ERROR: Source/WTF/wtf/text/StringBuilder.cpp:402:  Tests for true/false, null/non-null, and zero/non-zero should all be done without equality comparisons.  [readability/comparison_to_zero] [5]
ERROR: Source/WTF/wtf/text/StringBuilder.cpp:408:  More than one command on the same line  [whitespace/newline] [4]
Total errors found: 2 in 8 files


If any of these errors are false positives, please file a bug against check-webkit-style.
Comment 12 Andreas Kling 2015-05-08 01:45:48 PDT
Committed r183988: <http://trac.webkit.org/changeset/183988>
Comment 13 Chris Dumez 2015-05-08 13:50:19 PDT
Potential 0.6% regression on JetStream according to the bots.
Comment 14 Darin Adler 2015-05-08 19:33:06 PDT
(In reply to comment #9)
> This was happening because I integrated the suggestion about a lower (than
> 6x) fudge factor for 8-bit strings. "\x00" is a valid 8-bit string, and
> encodes to "\u0000", so needs 6 characters, not 2. :/

Damn, I realized that was wrong, but only after the fact!
Comment 15 Darin Adler 2015-05-08 19:33:21 PDT
(In reply to comment #13)
> Potential 0.6% regression on JetStream according to the bots.

Uh oh!
Comment 16 Darin Adler 2015-05-09 18:24:29 PDT
Maybe it was my “continue” suggestion that caused the problem?
Comment 17 Andreas Kling 2015-05-09 18:55:03 PDT
(In reply to comment #16)
> Maybe it was my “continue” suggestion that caused the problem?
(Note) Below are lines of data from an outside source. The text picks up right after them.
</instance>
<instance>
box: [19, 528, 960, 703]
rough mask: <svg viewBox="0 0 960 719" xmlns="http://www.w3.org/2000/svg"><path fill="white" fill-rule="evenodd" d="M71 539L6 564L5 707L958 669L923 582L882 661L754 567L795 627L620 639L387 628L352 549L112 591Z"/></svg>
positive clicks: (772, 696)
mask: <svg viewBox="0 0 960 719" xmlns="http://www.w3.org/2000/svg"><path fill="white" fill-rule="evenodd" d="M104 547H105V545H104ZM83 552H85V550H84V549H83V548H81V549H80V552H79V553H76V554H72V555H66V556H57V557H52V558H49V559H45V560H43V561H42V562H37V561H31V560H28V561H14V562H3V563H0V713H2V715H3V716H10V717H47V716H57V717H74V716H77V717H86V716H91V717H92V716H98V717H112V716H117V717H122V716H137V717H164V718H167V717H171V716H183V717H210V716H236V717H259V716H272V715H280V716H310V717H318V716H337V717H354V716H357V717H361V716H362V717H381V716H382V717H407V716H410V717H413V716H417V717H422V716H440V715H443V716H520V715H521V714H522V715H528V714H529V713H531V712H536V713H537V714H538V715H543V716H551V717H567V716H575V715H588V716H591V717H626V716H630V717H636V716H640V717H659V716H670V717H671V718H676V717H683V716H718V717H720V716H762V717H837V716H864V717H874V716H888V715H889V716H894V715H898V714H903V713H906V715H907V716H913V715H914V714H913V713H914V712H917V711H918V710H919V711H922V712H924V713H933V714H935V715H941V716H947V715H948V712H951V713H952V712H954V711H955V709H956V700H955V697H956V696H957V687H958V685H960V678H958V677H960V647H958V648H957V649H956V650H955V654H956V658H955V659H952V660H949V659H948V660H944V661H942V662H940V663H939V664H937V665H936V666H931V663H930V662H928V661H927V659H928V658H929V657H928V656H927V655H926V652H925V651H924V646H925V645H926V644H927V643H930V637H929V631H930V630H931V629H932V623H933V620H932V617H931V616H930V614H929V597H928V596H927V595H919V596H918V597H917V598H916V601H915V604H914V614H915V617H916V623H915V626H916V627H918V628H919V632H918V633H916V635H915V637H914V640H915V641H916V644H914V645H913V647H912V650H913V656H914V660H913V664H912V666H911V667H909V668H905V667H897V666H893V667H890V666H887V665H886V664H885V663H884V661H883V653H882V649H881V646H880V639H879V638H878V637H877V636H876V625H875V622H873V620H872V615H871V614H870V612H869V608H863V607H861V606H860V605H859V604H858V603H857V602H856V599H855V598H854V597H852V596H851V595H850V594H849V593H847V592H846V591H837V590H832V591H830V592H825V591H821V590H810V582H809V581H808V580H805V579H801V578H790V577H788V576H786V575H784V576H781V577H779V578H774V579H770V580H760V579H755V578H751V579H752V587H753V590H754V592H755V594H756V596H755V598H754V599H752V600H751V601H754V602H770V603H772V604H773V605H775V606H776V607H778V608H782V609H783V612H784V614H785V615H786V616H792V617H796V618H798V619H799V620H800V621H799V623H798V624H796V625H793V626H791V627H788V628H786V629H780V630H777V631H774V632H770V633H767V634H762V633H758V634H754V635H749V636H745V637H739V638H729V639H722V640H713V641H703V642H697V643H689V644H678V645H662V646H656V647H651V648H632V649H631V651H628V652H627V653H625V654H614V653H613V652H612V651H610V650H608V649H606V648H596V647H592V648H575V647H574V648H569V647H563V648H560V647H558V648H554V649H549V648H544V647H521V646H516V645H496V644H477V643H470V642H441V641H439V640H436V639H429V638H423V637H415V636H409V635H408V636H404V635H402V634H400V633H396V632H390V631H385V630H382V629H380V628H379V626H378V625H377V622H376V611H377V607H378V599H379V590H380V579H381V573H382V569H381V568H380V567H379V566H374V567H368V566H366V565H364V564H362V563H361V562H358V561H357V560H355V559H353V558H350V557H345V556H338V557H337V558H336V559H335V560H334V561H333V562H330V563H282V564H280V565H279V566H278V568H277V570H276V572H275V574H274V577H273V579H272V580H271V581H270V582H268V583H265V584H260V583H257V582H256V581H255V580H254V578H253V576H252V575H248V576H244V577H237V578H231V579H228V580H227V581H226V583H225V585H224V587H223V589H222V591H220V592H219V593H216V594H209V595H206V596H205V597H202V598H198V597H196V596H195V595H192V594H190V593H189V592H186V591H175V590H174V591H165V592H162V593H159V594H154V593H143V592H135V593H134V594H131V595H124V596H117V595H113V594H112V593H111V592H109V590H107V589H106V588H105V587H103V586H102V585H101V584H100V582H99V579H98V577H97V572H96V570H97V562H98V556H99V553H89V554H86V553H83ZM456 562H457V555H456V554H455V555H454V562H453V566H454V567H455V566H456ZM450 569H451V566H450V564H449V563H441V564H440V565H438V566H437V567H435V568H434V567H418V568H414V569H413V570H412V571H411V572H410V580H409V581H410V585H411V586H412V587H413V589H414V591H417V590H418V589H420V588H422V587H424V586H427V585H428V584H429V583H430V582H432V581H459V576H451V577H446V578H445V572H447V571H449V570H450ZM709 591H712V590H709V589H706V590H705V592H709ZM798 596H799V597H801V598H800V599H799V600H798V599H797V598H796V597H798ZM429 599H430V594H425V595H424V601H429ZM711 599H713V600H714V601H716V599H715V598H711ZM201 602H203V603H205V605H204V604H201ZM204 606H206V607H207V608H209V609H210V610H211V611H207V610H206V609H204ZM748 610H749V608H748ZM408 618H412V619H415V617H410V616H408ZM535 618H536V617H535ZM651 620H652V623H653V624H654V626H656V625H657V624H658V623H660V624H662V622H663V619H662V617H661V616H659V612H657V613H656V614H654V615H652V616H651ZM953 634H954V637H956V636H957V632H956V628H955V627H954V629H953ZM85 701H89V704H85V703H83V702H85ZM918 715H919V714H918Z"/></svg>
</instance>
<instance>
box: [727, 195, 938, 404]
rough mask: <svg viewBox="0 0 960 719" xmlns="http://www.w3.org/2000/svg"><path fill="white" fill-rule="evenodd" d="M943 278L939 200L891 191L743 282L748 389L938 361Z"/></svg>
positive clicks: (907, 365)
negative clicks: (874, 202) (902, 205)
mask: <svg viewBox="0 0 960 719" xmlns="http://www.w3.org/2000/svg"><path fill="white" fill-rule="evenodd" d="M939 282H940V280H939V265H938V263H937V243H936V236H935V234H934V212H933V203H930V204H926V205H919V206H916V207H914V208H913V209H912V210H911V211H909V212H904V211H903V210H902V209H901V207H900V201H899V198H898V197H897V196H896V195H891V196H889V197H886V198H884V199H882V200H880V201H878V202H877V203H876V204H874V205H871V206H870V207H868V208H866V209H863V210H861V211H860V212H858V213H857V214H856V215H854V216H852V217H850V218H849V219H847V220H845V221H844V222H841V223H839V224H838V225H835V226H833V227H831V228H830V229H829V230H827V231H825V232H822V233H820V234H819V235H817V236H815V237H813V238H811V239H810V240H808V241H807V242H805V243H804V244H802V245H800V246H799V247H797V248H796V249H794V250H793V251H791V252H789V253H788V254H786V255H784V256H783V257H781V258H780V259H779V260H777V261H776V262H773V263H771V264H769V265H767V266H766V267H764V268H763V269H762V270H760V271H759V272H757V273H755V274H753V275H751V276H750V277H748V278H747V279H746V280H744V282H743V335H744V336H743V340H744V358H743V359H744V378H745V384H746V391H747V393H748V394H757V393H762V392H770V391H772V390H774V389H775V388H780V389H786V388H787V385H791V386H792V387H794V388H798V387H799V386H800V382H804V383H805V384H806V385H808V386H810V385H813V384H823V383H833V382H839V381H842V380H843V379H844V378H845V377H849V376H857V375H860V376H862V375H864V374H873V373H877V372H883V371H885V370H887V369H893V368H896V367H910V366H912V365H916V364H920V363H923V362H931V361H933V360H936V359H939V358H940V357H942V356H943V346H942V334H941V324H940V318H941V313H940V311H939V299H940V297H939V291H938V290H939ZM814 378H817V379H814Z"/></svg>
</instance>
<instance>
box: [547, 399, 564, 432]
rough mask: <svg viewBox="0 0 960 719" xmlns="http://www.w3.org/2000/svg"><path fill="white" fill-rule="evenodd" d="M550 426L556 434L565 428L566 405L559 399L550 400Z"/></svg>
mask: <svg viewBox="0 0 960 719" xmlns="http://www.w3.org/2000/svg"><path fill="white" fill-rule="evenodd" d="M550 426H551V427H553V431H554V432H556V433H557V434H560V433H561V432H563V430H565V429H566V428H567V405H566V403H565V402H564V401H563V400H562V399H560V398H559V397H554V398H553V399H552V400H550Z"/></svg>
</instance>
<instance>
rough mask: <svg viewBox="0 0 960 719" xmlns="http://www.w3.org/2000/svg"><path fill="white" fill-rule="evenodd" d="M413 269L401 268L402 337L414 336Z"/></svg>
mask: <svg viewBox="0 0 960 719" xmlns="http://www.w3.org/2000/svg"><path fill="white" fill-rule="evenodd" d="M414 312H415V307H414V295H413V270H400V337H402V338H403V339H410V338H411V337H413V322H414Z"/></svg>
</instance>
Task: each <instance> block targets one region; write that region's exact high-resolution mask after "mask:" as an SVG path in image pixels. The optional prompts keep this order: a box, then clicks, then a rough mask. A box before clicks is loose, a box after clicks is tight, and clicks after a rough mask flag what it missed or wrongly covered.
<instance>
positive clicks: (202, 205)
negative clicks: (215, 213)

I don't think so. The loop was originally structured that way because it wanted to find the longest possible range to pass to StringBuilder::append(characters, length). The "continue" change was actually a speedup according to run-jsc-benchmarks :)

I can't reproduce any slowdown on any of the JetStream subtests, nor can I understand what would get slower from this change.

Given that the JetStream bot has quickly gone back up to the "pre-regression" level without reverting this change, I'm inclined to believe that what we saw was a bot hiccup.